A matrix-operation-based simple algorithm can be constructed for log-linear decomposing probability matrix P into C + ΘFΨ, where C, ΘF, and Ψ are the discretized representations of EEF forms for multiple distributions (details given in Method section). Then, we can obtain the EEF representation of any distribution set. The input is only the probability matrix P, whose rows represent the probability mass function. DEEF can be applied to distribution sets to embed each distribution in the defined EEF space by considering Θ as the feature statistics of the distributions. Because the θ coordinate is calculated from eigenvalue decomposition, a few coordinates with the top eigenvalues contain a lot of the information of the probability distribution set. In addition, the F matrix provides principal compositional distributions in the original space. DEEF extracts the compositional distribution Fi to a data driven manner. The θi coordinate indicates how much each sample has Fi. This is an interpretation of θ coordinate space, where hold difference between samples. A detailed description of the theory are given in the Appendix in S1 Text.

Simulation data analysis

First, we applied DEEF to a normal distribution set that consisted of 900 instances of a normal distribution, with the mean ranging from −1 to 1 and the standard deviation (sd) ranging from 2 to 4 at a fixed interval of 0.069 for each (Fig 2(a)). We called these parameters defined in the specific parametric models as original parameters. And, a space using these original parameters as coordinate axes is called an original parameter space. We compared the DEEF method and a conventional MDS-based method [15] using this normal distribution set.

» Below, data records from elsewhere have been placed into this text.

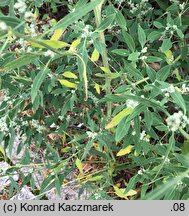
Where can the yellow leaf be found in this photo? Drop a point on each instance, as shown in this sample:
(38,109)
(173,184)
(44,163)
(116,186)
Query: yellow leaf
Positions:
(116,119)
(79,166)
(69,74)
(52,43)
(120,192)
(169,57)
(106,70)
(97,87)
(57,34)
(125,151)
(95,56)
(68,84)
(75,43)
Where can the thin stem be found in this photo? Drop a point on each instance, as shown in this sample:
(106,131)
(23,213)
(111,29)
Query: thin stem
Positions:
(97,12)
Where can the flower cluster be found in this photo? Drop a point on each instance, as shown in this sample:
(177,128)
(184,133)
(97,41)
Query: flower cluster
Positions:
(177,120)
(184,89)
(49,53)
(141,171)
(144,136)
(37,126)
(141,8)
(24,46)
(168,90)
(20,6)
(29,16)
(91,135)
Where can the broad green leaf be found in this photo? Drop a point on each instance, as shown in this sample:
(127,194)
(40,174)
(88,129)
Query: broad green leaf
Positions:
(128,40)
(79,165)
(51,43)
(116,119)
(163,4)
(166,45)
(38,80)
(19,62)
(141,36)
(106,70)
(178,99)
(106,23)
(125,151)
(76,15)
(69,74)
(163,73)
(67,83)
(121,52)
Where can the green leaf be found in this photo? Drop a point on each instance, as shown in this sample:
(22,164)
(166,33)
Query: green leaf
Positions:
(76,15)
(79,165)
(128,40)
(19,62)
(38,80)
(132,71)
(120,19)
(178,99)
(163,73)
(166,45)
(67,83)
(116,119)
(141,36)
(121,52)
(106,23)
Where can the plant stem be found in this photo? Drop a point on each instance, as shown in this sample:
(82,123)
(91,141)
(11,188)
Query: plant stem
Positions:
(97,12)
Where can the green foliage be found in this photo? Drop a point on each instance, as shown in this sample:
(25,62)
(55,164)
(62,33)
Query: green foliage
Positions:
(101,91)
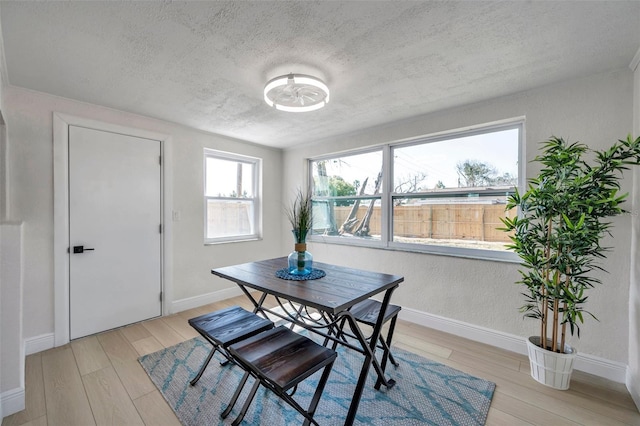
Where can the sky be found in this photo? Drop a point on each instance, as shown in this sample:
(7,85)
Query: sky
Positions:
(437,159)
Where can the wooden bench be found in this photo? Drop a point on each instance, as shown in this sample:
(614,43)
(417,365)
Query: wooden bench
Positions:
(280,359)
(367,313)
(226,327)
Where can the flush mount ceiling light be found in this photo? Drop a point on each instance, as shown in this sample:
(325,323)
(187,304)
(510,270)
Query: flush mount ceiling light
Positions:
(296,93)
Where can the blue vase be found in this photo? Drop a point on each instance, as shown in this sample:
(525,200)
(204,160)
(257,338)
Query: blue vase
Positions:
(300,260)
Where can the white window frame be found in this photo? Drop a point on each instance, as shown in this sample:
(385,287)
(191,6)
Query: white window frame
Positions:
(256,200)
(386,240)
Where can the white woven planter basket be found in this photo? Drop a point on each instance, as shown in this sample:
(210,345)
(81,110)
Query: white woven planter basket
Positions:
(550,368)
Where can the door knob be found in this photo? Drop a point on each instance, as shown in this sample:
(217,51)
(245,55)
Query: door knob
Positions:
(81,249)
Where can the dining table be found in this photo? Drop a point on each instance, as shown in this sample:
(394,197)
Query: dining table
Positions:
(321,305)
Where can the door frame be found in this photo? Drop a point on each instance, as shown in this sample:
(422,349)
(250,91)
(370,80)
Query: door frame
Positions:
(61,123)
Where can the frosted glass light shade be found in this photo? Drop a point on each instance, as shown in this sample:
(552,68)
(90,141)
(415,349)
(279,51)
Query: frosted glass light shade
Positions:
(296,93)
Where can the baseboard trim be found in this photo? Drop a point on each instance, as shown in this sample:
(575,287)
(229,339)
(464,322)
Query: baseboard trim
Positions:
(601,367)
(634,388)
(40,343)
(204,299)
(12,401)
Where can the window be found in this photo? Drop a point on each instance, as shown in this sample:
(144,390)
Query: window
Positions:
(346,191)
(443,194)
(231,197)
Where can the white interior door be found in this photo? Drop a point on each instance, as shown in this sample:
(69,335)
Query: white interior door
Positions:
(115,252)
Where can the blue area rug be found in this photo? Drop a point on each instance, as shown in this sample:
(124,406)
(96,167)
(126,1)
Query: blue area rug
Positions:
(426,393)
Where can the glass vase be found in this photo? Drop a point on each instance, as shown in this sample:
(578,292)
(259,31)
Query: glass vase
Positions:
(300,260)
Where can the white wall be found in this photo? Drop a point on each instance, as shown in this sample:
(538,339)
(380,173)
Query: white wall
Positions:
(29,118)
(11,345)
(595,110)
(633,375)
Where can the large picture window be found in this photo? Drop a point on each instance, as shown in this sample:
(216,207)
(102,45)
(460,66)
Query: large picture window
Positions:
(441,194)
(231,199)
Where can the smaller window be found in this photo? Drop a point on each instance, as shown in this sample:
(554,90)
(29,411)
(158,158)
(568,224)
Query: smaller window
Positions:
(231,197)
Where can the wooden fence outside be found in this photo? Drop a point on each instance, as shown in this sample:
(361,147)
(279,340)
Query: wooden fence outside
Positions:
(476,222)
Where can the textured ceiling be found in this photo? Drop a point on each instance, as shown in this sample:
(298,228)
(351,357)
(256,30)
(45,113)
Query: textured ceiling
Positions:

Fig 2. Comparison of (a) original parameter space, (b) θ coordinate space, and (c) MDS coordinate space in normal set with the two parameters.

Fig 2

The theoretical KL-divergence-based distance from one member distribution (black point) is visualized by the color scale. The Euclidean distance in the original parameter space does not match the KL-divergence-based distance. The Euclidean distance in the MDS space approximates the KL-divergence-based distance, but the parameter structure is broken, unlike the case when embedding in the coordinate space.

We compared the θ coordinate spaces with the top three absolute eigenvalues (θlast, θ1, θ2) (Fig 2(b)) and the top three MDS coordinate spaces (MDS1, MDS2, MDS3) (Fig 2(c)). The θ coordinate is denoted θi in decreasing order of eigenvalues. θlast is the coordinate corresponding to the lowest eigenvalue, whose absolute value is largest in this case. Although both methods displayed a two-dimensional manifold in three-dimensional space, the two-dimensional manifold for DEEF was much simpler than that for MDS. The colors in Fig 2 indicate the Kullback-Leibler (KL) divergence from the distribution in the center of the mean-sd parametric grid (indicated by a black dot). Because the two-dimensional manifolds of DEEF and MDS were curved surfaces, it was not appropriate to use the Euclidean distance between points as a measure of divergence between two distributions. However, the simpler manifold for DEEF seems to be intuitively better for visualizing divergence. The number of total extracted coordinates for the MDS-based method was 445 because the decomposed matrix was not positive definite and some information was missing; the number of total extracted coordinates for DEEF was 900.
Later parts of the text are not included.